A variety of conditions and problems can contribute to chronic abdominal and pelvic pain. Long-term pain in the abdominal-pelvic region may be the result of a urinary tract problem, irritable bowel syndrome, or, for women, it may be due to an underlying gynecological issue. The interventional pain medicine experts at Garden State Pain & Orthopedics specialize in treating ongoing abdominal and pelvic pain that doesn’t respond to traditional treatments. To learn more, call or book an appointment online at one of four convenient locations in Clifton, Jersey City, Edison, Paramus, or Hazlet, New Jersey.

Abdominal and Pelvic Pain Q & A

What are common causes of abdominal and pelvic pain?

Pelvic pain, or pain that occurs mostly in the lower abdominal region below your belly button and between your hips, is considered chronic when it lasts at least six months.

Chronic abdominal and pelvic pain may be intermittent or consistent, severe or dull, or feel like sharp jabs, cramping, or deep pressure. Long-term pelvic pain often follows the same pattern: It may always occur before or during a woman’s menstrual cycle, for example, or it may occur only during urination or after you eat. For some people, the pain emerges after sitting too long.

Some possible causes of ongoing abdominal or pelvic pain are:

  • Chronic stress or anxiety
  • Chronic pancreatitis
  • Certain types of cancer
  • Painful bladder syndrome
  • Irritable bowel syndrome (IBS)
  • Infection, including certain sexually-transmitted diseases
  • Reproductive tract problems
  • Pudendal neuralgia
  • Pelvic congestion syndrome

How is chronic abdominal or pelvic pain treated?

Because ongoing pain in the lower abdominal-pelvic region can have such a wide range of causes, an effective treatment plan both identifies the underlying cause and responds to the severity and frequency of the pain.

For example, a woman who finds out that her pelvic pain is the result of uterine fibroids may require surgery, while a man whose pelvic pain comes from a urinary infection may need an antibiotic.

What can I do about abdominal or pelvic pain that persists?

If you have chronic pelvic pain that hasn’t gotten better with traditional treatment methods, you may be a candidate for interventional pain management techniques. The team of pelvic pain specialists at Garden State Pain & Orthopedics offer several effective treatment options, including:

Celiac plexus block

The celiac plexus is a group of nerves that surround the main artery in the abdomen, which is known as the abdominal aorta. Celiac plexus blocks are injections that help alleviate chronic abdominal-pelvic pain.

Although this procedure is proven effective, individual results vary. Many patients get long-term relief after just two treatments, while others require multiple injections to achieve the same type of relief. Your doctor will let you know how many injections you may need based on your condition. 

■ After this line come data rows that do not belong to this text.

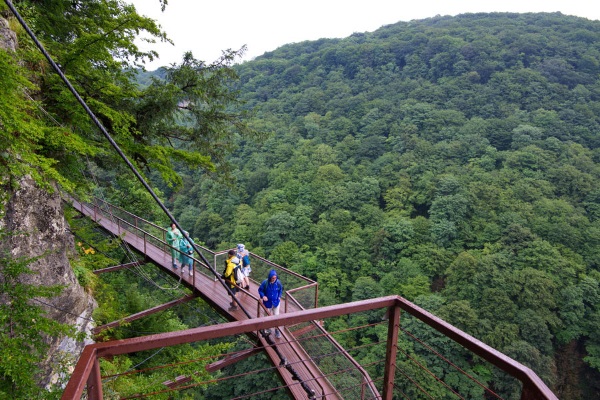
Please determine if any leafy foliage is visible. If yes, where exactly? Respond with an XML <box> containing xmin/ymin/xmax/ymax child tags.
<box><xmin>161</xmin><ymin>13</ymin><xmax>600</xmax><ymax>398</ymax></box>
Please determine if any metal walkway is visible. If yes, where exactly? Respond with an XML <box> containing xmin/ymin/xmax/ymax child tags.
<box><xmin>67</xmin><ymin>199</ymin><xmax>381</xmax><ymax>399</ymax></box>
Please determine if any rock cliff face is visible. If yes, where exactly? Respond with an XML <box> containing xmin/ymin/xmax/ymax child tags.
<box><xmin>0</xmin><ymin>18</ymin><xmax>96</xmax><ymax>386</ymax></box>
<box><xmin>0</xmin><ymin>178</ymin><xmax>96</xmax><ymax>385</ymax></box>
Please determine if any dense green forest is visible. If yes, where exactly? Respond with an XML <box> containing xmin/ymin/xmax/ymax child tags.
<box><xmin>0</xmin><ymin>0</ymin><xmax>600</xmax><ymax>399</ymax></box>
<box><xmin>152</xmin><ymin>13</ymin><xmax>600</xmax><ymax>399</ymax></box>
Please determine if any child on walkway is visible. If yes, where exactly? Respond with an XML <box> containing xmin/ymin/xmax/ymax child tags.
<box><xmin>258</xmin><ymin>269</ymin><xmax>283</xmax><ymax>339</ymax></box>
<box><xmin>237</xmin><ymin>244</ymin><xmax>252</xmax><ymax>290</ymax></box>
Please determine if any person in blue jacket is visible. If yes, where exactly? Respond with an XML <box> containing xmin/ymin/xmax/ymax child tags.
<box><xmin>258</xmin><ymin>269</ymin><xmax>283</xmax><ymax>339</ymax></box>
<box><xmin>179</xmin><ymin>231</ymin><xmax>195</xmax><ymax>276</ymax></box>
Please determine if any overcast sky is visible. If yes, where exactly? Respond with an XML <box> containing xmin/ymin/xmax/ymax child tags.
<box><xmin>129</xmin><ymin>0</ymin><xmax>600</xmax><ymax>70</ymax></box>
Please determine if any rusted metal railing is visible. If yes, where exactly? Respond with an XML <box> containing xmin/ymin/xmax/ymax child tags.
<box><xmin>62</xmin><ymin>296</ymin><xmax>558</xmax><ymax>400</ymax></box>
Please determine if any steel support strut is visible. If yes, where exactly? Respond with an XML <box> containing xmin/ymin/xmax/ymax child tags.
<box><xmin>383</xmin><ymin>306</ymin><xmax>400</xmax><ymax>400</ymax></box>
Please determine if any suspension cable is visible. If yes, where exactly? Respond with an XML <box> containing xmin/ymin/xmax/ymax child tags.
<box><xmin>4</xmin><ymin>4</ymin><xmax>315</xmax><ymax>399</ymax></box>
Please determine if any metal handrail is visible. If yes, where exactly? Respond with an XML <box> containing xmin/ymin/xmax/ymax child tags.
<box><xmin>61</xmin><ymin>296</ymin><xmax>558</xmax><ymax>400</ymax></box>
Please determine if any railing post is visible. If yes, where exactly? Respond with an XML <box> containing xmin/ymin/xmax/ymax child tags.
<box><xmin>360</xmin><ymin>376</ymin><xmax>366</xmax><ymax>400</ymax></box>
<box><xmin>87</xmin><ymin>358</ymin><xmax>102</xmax><ymax>400</ymax></box>
<box><xmin>383</xmin><ymin>305</ymin><xmax>400</xmax><ymax>400</ymax></box>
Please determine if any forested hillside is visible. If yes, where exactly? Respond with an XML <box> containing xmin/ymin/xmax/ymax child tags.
<box><xmin>163</xmin><ymin>13</ymin><xmax>600</xmax><ymax>399</ymax></box>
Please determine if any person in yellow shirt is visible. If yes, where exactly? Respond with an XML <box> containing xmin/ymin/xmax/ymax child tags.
<box><xmin>223</xmin><ymin>249</ymin><xmax>239</xmax><ymax>311</ymax></box>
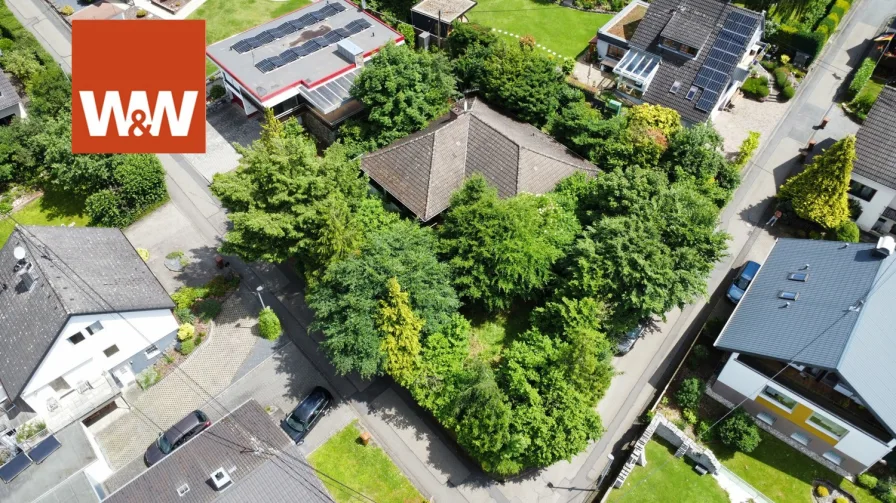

Superior hypogastric block

This advanced, minimally-invasive treatment uses a nerve-blocking injection to target the superior hypogastric plexus, which is a complex web of neurons and fibers that transmit pain signals from the pelvic region to your brain.

The procedure, which takes just minutes to perform and provides immediate pain relief, is useful for treating abdominal-pelvic pain that has a wide range of causes, including IBS.  

It’s even an effective treatment for pudendal neuralgia — or chronic pelvic pain caused by nerve irritation — that hasn’t responded to conservative treatments.

Spinal cord stimulation

Depending on the nature of your pelvic pain, spinal cord stimulation therapy may help. A spinal cord stimulator (SCS) is a device that’s surgically placed under your skin, where it sends a mild electric current to specific, targeted nerves in your spinal cord.

The electrical current that the device sends to the affected nerves in your pelvic region interrupts the nerve signals to successfully stop any pain.